Coating Technology of Automotive Bulbs 2004-01-0799
Coatings on automotive bulbs are becoming increasingly more important. Environmentally friendly amber and red filter layers can be used on bulbs for signaling functions. Infrared reflective layers enhance the efficiency of halogen bulbs. Styling needs can be addressed with bluish bulbs matching the color impression of Xenon headlamps or silver / neutral colored amber filters for turn signal applications. Aside from aesthetic reasons, there is evidence that the modified spectral output of coated bulbs may provide visual benefits over standard tungsten halogen lamps for example during nighttime driving.
Experience has shown that poorly engineered color-coated bulbs may fade in color or cause glare for other road participants by light scattering and color separation. Additionally insufficient road illumination for the driver himself is another negative side effect that can be observed with poorly engineered coatings.
In this contribution, a survey of various coating types, the underlying physical principles responsible for their effect and the technology used to realize such coatings are presented. Specific requirements in the automotive environment will be addressed.
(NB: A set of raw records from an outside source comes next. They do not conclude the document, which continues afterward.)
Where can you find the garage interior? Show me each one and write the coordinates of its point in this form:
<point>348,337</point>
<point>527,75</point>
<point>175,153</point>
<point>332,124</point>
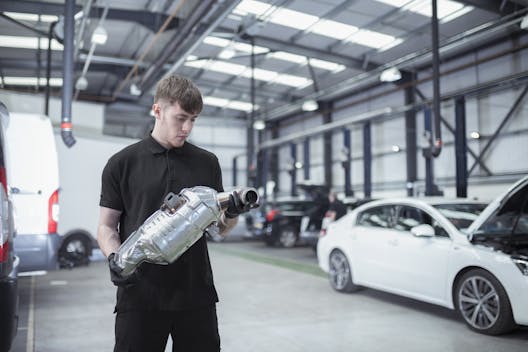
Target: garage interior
<point>370,98</point>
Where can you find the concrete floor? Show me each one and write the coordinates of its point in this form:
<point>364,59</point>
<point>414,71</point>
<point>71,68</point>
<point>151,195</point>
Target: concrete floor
<point>270,300</point>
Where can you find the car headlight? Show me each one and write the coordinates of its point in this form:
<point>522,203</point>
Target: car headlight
<point>522,263</point>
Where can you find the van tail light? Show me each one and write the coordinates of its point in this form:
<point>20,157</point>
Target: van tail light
<point>4,251</point>
<point>53,212</point>
<point>271,215</point>
<point>3,178</point>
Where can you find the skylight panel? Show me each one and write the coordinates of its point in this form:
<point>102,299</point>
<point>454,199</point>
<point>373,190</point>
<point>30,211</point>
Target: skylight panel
<point>252,7</point>
<point>245,71</point>
<point>31,17</point>
<point>327,65</point>
<point>226,67</point>
<point>282,55</point>
<point>371,39</point>
<point>294,19</point>
<point>11,41</point>
<point>226,103</point>
<point>241,105</point>
<point>261,75</point>
<point>448,10</point>
<point>31,81</point>
<point>293,81</point>
<point>333,29</point>
<point>214,101</point>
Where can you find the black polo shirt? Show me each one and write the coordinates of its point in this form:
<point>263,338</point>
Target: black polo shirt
<point>135,181</point>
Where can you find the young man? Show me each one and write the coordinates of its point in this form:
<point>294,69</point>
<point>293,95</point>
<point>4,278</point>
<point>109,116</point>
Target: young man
<point>157,300</point>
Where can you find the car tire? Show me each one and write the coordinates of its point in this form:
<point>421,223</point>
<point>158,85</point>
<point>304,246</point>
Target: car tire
<point>340,274</point>
<point>482,302</point>
<point>75,250</point>
<point>287,237</point>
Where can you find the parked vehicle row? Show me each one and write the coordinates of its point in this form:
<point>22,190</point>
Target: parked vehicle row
<point>458,254</point>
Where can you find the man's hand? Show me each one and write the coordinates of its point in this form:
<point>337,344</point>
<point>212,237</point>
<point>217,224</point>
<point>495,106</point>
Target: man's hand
<point>115,274</point>
<point>237,206</point>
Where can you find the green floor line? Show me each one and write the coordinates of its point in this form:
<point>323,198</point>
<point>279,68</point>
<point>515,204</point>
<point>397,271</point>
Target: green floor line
<point>300,267</point>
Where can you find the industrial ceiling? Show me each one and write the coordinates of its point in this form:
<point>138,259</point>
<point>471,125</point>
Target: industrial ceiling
<point>258,59</point>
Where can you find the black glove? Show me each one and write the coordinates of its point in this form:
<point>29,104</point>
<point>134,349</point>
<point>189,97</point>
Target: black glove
<point>236,206</point>
<point>115,274</point>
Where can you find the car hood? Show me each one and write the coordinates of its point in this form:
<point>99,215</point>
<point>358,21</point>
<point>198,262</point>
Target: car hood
<point>506,242</point>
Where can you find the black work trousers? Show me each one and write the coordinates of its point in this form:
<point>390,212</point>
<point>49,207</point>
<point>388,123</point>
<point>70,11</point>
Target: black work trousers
<point>191,330</point>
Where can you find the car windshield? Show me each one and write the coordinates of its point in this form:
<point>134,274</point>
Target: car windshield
<point>461,214</point>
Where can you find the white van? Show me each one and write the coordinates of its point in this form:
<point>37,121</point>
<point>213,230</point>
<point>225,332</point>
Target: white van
<point>33,182</point>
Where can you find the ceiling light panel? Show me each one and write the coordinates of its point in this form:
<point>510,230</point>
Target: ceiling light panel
<point>278,55</point>
<point>12,41</point>
<point>447,10</point>
<point>31,81</point>
<point>333,29</point>
<point>31,17</point>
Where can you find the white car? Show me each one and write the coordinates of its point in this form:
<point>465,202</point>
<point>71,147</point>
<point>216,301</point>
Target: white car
<point>420,248</point>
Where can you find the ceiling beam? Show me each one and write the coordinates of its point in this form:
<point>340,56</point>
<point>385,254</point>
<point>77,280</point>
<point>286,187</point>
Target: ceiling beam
<point>151,20</point>
<point>278,45</point>
<point>494,6</point>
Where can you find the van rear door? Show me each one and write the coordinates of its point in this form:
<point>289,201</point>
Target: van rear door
<point>33,179</point>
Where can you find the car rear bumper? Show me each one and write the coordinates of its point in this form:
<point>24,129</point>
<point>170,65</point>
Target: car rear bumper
<point>37,252</point>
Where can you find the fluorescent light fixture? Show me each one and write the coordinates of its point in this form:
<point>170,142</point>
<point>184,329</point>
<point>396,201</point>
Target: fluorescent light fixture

Several examples of thin film coatings on the bulb surface applied by different coating technologies and the characterization thereof are given. These include coatings designed to increase visibility while driving at night or under specific weather conditions or coatings that give bulbs a silver appearance when unlit while ensuring that intensity and color of the emitted light meets the legal requirements when the lamp is switched on.
One of the future trends currently under discussion is active infrared night vision which requires a light module blocking the visible light and transmitting the near-infrared radiation. An infrared filter coating on the bulb surface which eliminates the need of an additional volume filter element will be discussed.